Shantaram’s eyes were weary. But he couldn't’t suppress the proud smile on his face. A masterpiece all the way, he thought to himself giving the six-yard wrap one last look. A brush of colour, a touch of tradition and an entire year of laborious craftsmanship... the meticulous weaves had finally taken shape. And it had been worth all the days of working round the clock for Shantaram’s family. After tying the knots on warp and weft threads, dyeing, colouring, weaving and finishing, the beautiful Benarasi Saree was ready. Thus starts an epic novel on the hand loom weavers of the most sought after Saree in the world - The Benarasi..
Often referred to as Benares,
is the oldest living city in the world. These few lines by Mark Twain say it all: "Benaras is older than history, older than tradition, older even than legend and looks twice as old as all of them put together".Benaras or Varanasi has the pride of being the one of the most famous Hand loom centers in the entire world. In fact it is among the few centers in the world that has painstakingly preserved the ancient tradition of hand weaving. The silk used for the saris was historically imported from Varanasi . Several first-millennium Buddhist texts mention Benaras fabrics, giving the indication that Benaras has been the center of fine textile weaving for at least two millennia. The earliest mention of the brocade and zari textiles of China Banaras is found in the 19th century. With the migration of silk weavers from Gujarat during the famine of 1603, it is likely that silk brocade weaving started in Banaras in the seventeenth century and developed in excellence during the 18th and 19th century. During the Mughal period, around 14th century, weaving of brocades with intricate designs using gold and silver threads became the specialty of Benaras.
Traditional designs of the brocade include jasmine (chameli), thousand emeralds (panna hazar), marigolds (gendabuti), betel nut leaves (paan buti), diagonal stripes (tircha) and the corner motif with a mango flower (konia). Originally the saris were embellished with threads made from real gold and silver for use by the royal family. In modern times, this has been replaced by gold- and silver-colored thread, making the saris affordable for the general population.
Making it affordable for the masses has also led to cheap imitations flooding the market, the power loom capturing the weaver's hand loom, rendering the rich traditional obsolete and endangered.
In a bare village work shed a man sits quietly working on a loom. Look closer and you notice that he is actually sitting in a pit dug into the earthen floor. Hari Ram is middle-aged, non-descript but his fingers weave magic as he works the traditional l pit-loom. A length of pink silk slowly emerges, shimmering with gold threads worked in elaborate mango motifs. He is weaving the traditional Benarasi saree for a bride to wear at her wedding. This silk is the stuff of dreams, of dowries, of rituals and sacred traditions. today thousands of Benaras weavers like Ram have little work and it fetches a pittance. Kumaoli village, where Ram lives, once had 70 looms. Today, there are four left. In dozens of villages around the holy city hand looms lie dismantled, broken, decaying. The women and men who worked the looms have now been forced into manual work to survive.

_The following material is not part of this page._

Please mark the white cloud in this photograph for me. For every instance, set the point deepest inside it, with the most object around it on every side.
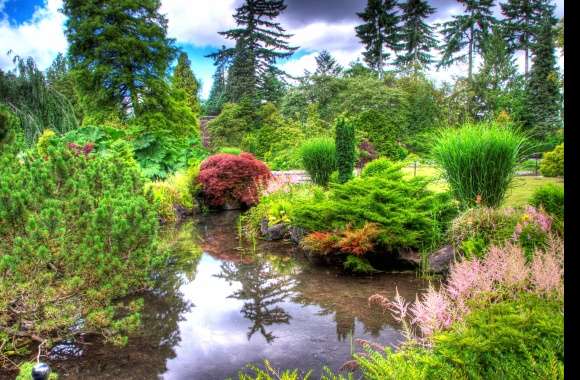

How did things come to such a pass? A fatal combination of mechanisation, computerisation and globalisation has ruined the hand loom work of Benaras. Traditionally, people here wove only silk. Mulberry silk yarn was sourced from distant Karnataka and processed by weaver families in and around Benaras who used it to weave silk, brocade, tissue, crepe, organza and other fine materials on their hand looms. Traders from the city would come to the weaver families to buy their products. The weaver could command a decent price for his labour.
Then came the power loom. Many rich traders set up power looms and copied the traditional Benarasi designs. A power loom can churn out in one day a saree that may take a weaver 10 days to make on a hand loom. Power loom sarees are light weight and cheaper and most customers cannot tell the difference between power loom and hand loom fabric.
A dying art, an incomplete trousseau! There are organizations in support of this art, a movement that has started to protect and cultivate this rich heritage of India. This is a tribute to the craftsman, to the wonder of an age old tradition, to a movement that is forming to bring back a dying art. Let's not blindly buy imitations when the originals are not only priceless for our wardrobes but also ensuring that a weaver's family gets his due!!
|The current scernario has the Human Welfare Association (HWA) demanding a separate ministry for the handloom sector. Arguing for the aggressive promotion of the Handloom Cluster Development and Handloom Mark and Silkmark schemes as well as Geographical Indicator protection for Benaras handlooms. HWA has organised public protest by weavers, burning Chinese silk and demanding a ban on dumping. |
HWA also started the Taana Baana cooperative which provides livelihood to over a thousand weaver families, helping them with credit, design development and marketing support, as well as alternative income generating opportunities. It has a small retail outlet in Sarnath and a turnover of Rs. 70 lakh. But, given the scale of distress among the weavers, Taana Baana is at best a demonstration of what needs to be done for the industry as a whole.